Open wjcarpenter opened 4 years ago
I've narrowed this down a little bit. It looks like the data is already UTF-8 encoded by the time DumpTransaction writes this entry:
[2020-03-15 12:51:19,099][pool-6-thread-1] DEBUG DumpTransaction - [DUMP] Begin Post Search Entry - Filter=(&(|(owner=--ELIDED--)(shareto=--ELIDED--))(&(objectclass=inetOrgPerson)(|(cn=wy*)(mail=wy*)(sn=wy*))));Base=ou=contacts,o=gcontact;Scope=2;Attributes=[LDAPAttribute: {type='cn'}, LDAPAttribute: {type='commonname'}, LDAPAttribute: {type='mail'}, LDAPAttribute: {type='objectClass'}]
dn : uid=--ELIDED--,ou=contacts,o=gcontact
uid : --ELIDED--
owner : --ELIDED--
mail : --ELIDED--
commonname : --ELIDED--
cn : --ELIDED--
sn : --ELIDED--
telephonenumber : --ELIDED--
givenname : --ELIDED--
objectClass : inetOrgPerson
jpegphoto : \303\277\303\230\303\277\303\240^@^PJFIF^@^A^A....
myVdReturnEntry: true
That's looking at the log from an emacs buffer, so the representation of non-printable characters may be unfamiliar. This later log entry confirms it in a more conventional format:
[2020-03-15 12:51:19,119][pool-6-thread-1] DEBUG CODEC_LOG - Encoded message
MessageType : SEARCH_RESULT_ENTRY
Message ID : 2
Search Result Entry
Entry
dn: uid=--ELIDED--,ou=contacts,o=gcontact
objectClass: 0x69 0x6E 0x65 0x74 0x4F 0x72 0x67 0x50 0x65 0x72 0x73 0x6F 0x6E
owner: --ELIDED--
mail: --ELIDED--
telephonenumber: --ELIDED--
jpegphoto: 0xC3 0xBF 0xC3 0x98 0xC3 0xBF 0xC3 0xA0 0x00 0x10 0x4A 0x46 0x49 0x46 0x00 0x01 ...
cn: --ELIDED--
uid: --ELIDED--
commonname: --ELIDED--
givenname: --ELIDED--
sn: --ELIDED--
I'm using MyVD 1.0.6. I tracked the problem down to net.sourceforge.myvd.inserts.jdbc.JdbcEntrySet.hasMore().
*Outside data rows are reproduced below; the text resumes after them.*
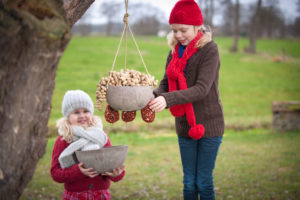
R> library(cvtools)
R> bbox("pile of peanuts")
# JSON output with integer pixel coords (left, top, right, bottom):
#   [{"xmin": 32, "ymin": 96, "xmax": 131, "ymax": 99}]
[{"xmin": 96, "ymin": 69, "xmax": 158, "ymax": 110}]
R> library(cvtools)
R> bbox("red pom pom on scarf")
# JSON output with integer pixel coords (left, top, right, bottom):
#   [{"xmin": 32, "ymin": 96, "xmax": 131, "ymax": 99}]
[{"xmin": 189, "ymin": 124, "xmax": 205, "ymax": 140}]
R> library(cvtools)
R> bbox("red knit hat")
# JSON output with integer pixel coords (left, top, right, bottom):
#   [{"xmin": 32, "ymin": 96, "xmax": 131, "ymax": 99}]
[{"xmin": 169, "ymin": 0, "xmax": 203, "ymax": 26}]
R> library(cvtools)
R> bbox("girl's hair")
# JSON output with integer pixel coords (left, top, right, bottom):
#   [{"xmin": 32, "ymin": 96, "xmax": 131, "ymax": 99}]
[
  {"xmin": 167, "ymin": 25, "xmax": 212, "ymax": 51},
  {"xmin": 56, "ymin": 115, "xmax": 101, "ymax": 143}
]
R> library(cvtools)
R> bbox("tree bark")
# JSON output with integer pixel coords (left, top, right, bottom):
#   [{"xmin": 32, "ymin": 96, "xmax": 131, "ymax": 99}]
[
  {"xmin": 0, "ymin": 0, "xmax": 94, "ymax": 200},
  {"xmin": 249, "ymin": 0, "xmax": 262, "ymax": 54},
  {"xmin": 231, "ymin": 0, "xmax": 240, "ymax": 52}
]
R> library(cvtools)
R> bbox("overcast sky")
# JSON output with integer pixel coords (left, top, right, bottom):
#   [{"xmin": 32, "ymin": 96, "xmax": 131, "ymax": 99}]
[{"xmin": 85, "ymin": 0, "xmax": 297, "ymax": 23}]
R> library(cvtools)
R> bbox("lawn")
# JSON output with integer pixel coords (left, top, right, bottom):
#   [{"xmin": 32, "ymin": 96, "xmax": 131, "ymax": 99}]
[
  {"xmin": 21, "ymin": 37, "xmax": 300, "ymax": 200},
  {"xmin": 21, "ymin": 129, "xmax": 300, "ymax": 200}
]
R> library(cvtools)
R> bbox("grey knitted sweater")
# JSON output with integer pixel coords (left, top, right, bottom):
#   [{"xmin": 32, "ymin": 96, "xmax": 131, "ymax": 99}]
[{"xmin": 154, "ymin": 41, "xmax": 225, "ymax": 137}]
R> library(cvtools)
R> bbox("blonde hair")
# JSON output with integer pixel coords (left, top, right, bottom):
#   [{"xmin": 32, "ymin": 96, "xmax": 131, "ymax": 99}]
[
  {"xmin": 167, "ymin": 25, "xmax": 212, "ymax": 51},
  {"xmin": 56, "ymin": 115, "xmax": 101, "ymax": 143}
]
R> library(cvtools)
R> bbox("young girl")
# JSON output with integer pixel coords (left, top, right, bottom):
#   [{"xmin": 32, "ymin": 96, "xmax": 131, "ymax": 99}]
[
  {"xmin": 150, "ymin": 0, "xmax": 224, "ymax": 200},
  {"xmin": 51, "ymin": 90, "xmax": 125, "ymax": 200}
]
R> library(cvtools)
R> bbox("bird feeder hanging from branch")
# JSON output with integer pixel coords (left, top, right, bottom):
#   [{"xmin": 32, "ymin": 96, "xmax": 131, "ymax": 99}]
[{"xmin": 96, "ymin": 0, "xmax": 158, "ymax": 123}]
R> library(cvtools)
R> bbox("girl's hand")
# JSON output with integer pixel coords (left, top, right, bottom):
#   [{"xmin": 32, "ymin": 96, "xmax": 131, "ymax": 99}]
[
  {"xmin": 149, "ymin": 96, "xmax": 167, "ymax": 112},
  {"xmin": 102, "ymin": 165, "xmax": 125, "ymax": 177},
  {"xmin": 78, "ymin": 163, "xmax": 99, "ymax": 178}
]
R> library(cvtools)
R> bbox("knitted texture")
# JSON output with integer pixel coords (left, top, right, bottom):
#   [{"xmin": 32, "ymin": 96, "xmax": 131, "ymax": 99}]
[
  {"xmin": 61, "ymin": 90, "xmax": 94, "ymax": 117},
  {"xmin": 167, "ymin": 32, "xmax": 205, "ymax": 139},
  {"xmin": 58, "ymin": 124, "xmax": 107, "ymax": 169},
  {"xmin": 50, "ymin": 136, "xmax": 125, "ymax": 192},
  {"xmin": 153, "ymin": 41, "xmax": 225, "ymax": 138},
  {"xmin": 169, "ymin": 0, "xmax": 203, "ymax": 26}
]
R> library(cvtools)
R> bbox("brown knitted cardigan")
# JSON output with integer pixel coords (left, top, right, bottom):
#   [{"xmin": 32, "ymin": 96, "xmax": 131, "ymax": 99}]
[{"xmin": 154, "ymin": 41, "xmax": 224, "ymax": 137}]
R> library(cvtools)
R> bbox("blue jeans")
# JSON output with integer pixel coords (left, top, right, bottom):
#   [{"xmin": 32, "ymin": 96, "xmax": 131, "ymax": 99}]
[{"xmin": 178, "ymin": 136, "xmax": 223, "ymax": 200}]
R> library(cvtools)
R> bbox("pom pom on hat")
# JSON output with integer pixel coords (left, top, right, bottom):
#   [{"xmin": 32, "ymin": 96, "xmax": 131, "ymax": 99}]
[
  {"xmin": 169, "ymin": 0, "xmax": 203, "ymax": 26},
  {"xmin": 61, "ymin": 90, "xmax": 94, "ymax": 117}
]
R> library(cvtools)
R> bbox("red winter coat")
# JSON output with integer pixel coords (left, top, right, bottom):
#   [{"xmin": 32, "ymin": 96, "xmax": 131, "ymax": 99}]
[{"xmin": 50, "ymin": 136, "xmax": 125, "ymax": 192}]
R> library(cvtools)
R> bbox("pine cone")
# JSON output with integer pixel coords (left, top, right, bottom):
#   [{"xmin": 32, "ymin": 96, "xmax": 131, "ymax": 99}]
[
  {"xmin": 122, "ymin": 111, "xmax": 136, "ymax": 122},
  {"xmin": 141, "ymin": 103, "xmax": 155, "ymax": 123},
  {"xmin": 104, "ymin": 104, "xmax": 120, "ymax": 124}
]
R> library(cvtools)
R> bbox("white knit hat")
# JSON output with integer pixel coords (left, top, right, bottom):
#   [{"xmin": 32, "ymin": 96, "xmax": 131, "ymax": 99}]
[{"xmin": 61, "ymin": 90, "xmax": 94, "ymax": 117}]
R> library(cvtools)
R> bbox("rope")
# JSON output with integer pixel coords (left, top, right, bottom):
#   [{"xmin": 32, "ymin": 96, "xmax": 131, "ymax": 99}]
[
  {"xmin": 106, "ymin": 0, "xmax": 149, "ymax": 88},
  {"xmin": 128, "ymin": 26, "xmax": 149, "ymax": 75}
]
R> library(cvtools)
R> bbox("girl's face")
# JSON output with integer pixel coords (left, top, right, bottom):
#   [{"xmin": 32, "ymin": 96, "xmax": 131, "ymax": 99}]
[
  {"xmin": 68, "ymin": 108, "xmax": 91, "ymax": 127},
  {"xmin": 171, "ymin": 24, "xmax": 199, "ymax": 46}
]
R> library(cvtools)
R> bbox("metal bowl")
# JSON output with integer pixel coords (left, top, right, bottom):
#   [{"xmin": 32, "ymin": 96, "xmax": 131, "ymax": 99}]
[
  {"xmin": 106, "ymin": 86, "xmax": 153, "ymax": 111},
  {"xmin": 75, "ymin": 145, "xmax": 128, "ymax": 174}
]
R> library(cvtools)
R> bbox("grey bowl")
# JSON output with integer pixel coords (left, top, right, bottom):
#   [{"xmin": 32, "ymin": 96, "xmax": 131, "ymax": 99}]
[
  {"xmin": 106, "ymin": 86, "xmax": 153, "ymax": 111},
  {"xmin": 75, "ymin": 145, "xmax": 128, "ymax": 174}
]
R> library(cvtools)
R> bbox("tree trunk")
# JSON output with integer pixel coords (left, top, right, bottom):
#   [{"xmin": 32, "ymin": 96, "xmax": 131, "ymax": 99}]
[
  {"xmin": 249, "ymin": 0, "xmax": 262, "ymax": 54},
  {"xmin": 231, "ymin": 0, "xmax": 240, "ymax": 52},
  {"xmin": 0, "ymin": 0, "xmax": 94, "ymax": 200}
]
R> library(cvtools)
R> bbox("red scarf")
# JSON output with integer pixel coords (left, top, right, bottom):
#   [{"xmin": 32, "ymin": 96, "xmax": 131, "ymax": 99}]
[{"xmin": 167, "ymin": 32, "xmax": 205, "ymax": 140}]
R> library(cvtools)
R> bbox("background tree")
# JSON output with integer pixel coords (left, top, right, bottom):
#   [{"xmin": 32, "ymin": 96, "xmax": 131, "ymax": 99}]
[
  {"xmin": 0, "ymin": 0, "xmax": 94, "ymax": 200},
  {"xmin": 231, "ymin": 0, "xmax": 240, "ymax": 52},
  {"xmin": 248, "ymin": 0, "xmax": 262, "ymax": 54},
  {"xmin": 198, "ymin": 0, "xmax": 215, "ymax": 28},
  {"xmin": 129, "ymin": 3, "xmax": 165, "ymax": 35},
  {"xmin": 293, "ymin": 0, "xmax": 300, "ymax": 37},
  {"xmin": 100, "ymin": 1, "xmax": 125, "ymax": 36},
  {"xmin": 220, "ymin": 0, "xmax": 235, "ymax": 36}
]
It assumes that values coming from the database are strings:
HashSet<String> attrib = attribs.get(ldapField);
if (attrib == null) {
attrib = new HashSet<String>();
attribs.put(ldapField,attrib);
}
String value = rs.getString(dbField);
if (! attrib.contains(value)) {
attrib.add(value);
}
Later, when it converts things to LDAP-ish, it calls LDAPattribute.add(String). It's probably somewhere inside the com.novell.ldap
code that does the UTF-8 encoding when it converts it to a byte[].
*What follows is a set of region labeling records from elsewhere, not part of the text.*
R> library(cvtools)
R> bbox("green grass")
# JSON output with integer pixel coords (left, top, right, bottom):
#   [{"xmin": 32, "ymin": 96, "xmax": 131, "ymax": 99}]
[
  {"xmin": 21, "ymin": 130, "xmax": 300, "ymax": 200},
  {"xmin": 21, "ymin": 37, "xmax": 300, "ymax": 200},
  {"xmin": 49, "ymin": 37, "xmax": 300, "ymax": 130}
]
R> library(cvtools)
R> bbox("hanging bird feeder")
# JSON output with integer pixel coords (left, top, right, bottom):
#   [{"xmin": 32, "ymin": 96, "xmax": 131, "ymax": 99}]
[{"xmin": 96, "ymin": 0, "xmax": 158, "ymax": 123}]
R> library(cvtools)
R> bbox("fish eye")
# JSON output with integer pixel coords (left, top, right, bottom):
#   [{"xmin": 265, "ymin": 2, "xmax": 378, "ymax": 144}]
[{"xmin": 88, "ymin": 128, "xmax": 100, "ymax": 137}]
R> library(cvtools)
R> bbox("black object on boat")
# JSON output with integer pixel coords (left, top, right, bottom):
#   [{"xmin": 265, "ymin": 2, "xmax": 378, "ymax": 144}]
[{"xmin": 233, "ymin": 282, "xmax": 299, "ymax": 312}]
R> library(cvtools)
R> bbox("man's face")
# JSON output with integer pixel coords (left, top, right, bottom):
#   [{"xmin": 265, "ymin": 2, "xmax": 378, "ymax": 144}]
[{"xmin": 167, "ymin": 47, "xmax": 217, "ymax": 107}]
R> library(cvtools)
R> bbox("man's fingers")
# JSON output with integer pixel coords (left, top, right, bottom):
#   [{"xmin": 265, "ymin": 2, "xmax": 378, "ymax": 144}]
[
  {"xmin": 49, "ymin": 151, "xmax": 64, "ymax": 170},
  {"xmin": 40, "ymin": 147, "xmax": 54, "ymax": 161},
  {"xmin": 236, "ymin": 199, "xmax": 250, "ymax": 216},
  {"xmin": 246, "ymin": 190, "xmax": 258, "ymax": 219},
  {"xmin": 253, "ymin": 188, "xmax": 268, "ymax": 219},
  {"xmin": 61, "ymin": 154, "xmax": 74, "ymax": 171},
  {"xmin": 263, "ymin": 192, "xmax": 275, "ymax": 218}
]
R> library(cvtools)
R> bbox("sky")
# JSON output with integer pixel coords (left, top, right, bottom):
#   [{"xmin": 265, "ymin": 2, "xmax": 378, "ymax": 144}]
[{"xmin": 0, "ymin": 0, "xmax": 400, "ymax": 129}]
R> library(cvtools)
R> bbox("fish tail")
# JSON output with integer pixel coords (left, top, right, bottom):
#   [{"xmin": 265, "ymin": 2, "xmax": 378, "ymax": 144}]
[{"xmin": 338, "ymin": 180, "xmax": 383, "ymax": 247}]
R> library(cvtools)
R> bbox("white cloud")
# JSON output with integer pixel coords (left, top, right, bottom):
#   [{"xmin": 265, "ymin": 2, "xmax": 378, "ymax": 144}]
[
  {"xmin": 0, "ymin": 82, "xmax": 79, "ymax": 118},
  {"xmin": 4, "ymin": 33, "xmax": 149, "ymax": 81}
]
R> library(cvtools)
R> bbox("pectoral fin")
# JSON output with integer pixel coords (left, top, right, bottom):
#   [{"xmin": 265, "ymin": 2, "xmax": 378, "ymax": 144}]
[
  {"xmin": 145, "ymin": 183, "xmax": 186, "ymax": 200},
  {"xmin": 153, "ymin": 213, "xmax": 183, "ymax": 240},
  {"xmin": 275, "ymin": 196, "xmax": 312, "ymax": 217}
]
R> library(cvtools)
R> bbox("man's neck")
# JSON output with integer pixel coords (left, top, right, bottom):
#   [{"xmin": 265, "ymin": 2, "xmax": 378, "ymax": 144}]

HashSet vals = attribs.get(attribName);
if (vals.size() > 0) {
LDAPAttribute attrib = new LDAPAttribute(attribName);
ldapAttribs.add(attrib);
Iterator<String> valIt = vals.iterator();
while (valIt.hasNext()) {
String nextValue = valIt.next();
if (nextValue != null) {
attrib.addValue(nextValue);
} else {
if (attrib.size() == 0) {
ldapAttribs.remove(attrib);
}
}
}
}
I was able to test this by special-casing "jpegPhoto" in the above code. However, I don't know the proper way to decide what attributes ought to be binary and which ought to be strings (or numbers or whatever else LDAP allows).
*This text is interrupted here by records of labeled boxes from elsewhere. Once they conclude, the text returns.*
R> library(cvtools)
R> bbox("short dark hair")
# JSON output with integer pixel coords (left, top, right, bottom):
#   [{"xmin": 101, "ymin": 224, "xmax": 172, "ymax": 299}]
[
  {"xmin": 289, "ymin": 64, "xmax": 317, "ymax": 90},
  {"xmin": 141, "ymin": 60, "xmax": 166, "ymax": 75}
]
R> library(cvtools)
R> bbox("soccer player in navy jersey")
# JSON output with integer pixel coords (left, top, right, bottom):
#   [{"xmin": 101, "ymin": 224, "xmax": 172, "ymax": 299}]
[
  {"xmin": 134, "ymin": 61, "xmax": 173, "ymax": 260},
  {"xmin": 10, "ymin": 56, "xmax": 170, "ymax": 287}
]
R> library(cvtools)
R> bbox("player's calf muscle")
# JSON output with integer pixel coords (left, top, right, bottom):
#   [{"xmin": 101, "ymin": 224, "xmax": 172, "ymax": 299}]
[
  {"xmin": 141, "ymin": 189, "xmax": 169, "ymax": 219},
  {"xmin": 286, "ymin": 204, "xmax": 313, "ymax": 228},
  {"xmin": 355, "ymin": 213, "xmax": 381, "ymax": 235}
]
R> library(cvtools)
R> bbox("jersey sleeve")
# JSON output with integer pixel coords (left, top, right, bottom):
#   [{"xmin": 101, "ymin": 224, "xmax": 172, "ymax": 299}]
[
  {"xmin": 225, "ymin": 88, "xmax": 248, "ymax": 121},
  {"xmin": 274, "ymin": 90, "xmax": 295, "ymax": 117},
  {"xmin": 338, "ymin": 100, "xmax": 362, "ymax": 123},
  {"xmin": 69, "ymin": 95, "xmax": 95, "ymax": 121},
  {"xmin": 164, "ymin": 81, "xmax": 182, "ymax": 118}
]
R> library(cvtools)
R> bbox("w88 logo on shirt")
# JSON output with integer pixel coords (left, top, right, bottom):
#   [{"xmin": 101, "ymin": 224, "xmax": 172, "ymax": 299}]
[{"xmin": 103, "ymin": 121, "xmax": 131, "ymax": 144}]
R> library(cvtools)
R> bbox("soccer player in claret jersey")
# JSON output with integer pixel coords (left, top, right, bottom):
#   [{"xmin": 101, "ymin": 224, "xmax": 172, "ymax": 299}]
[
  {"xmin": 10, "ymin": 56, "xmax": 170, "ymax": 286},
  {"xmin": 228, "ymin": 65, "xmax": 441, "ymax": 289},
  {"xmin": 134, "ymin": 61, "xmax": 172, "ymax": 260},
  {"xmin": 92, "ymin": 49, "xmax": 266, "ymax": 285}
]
I'm guessing that the LDAP schema info read by MyVD tells what the target type should be. The JDBC ResultSetMetaData would give the DB type. A complete and generic implementation would have a matrix of mappings of various DB types to various LDAP types, but maybe a good heuristic would be just using the DB type to decide binary vs string. The LDAPAttribute class only provides for byte[] and String attribute values anyhow.
After a little more poking around ....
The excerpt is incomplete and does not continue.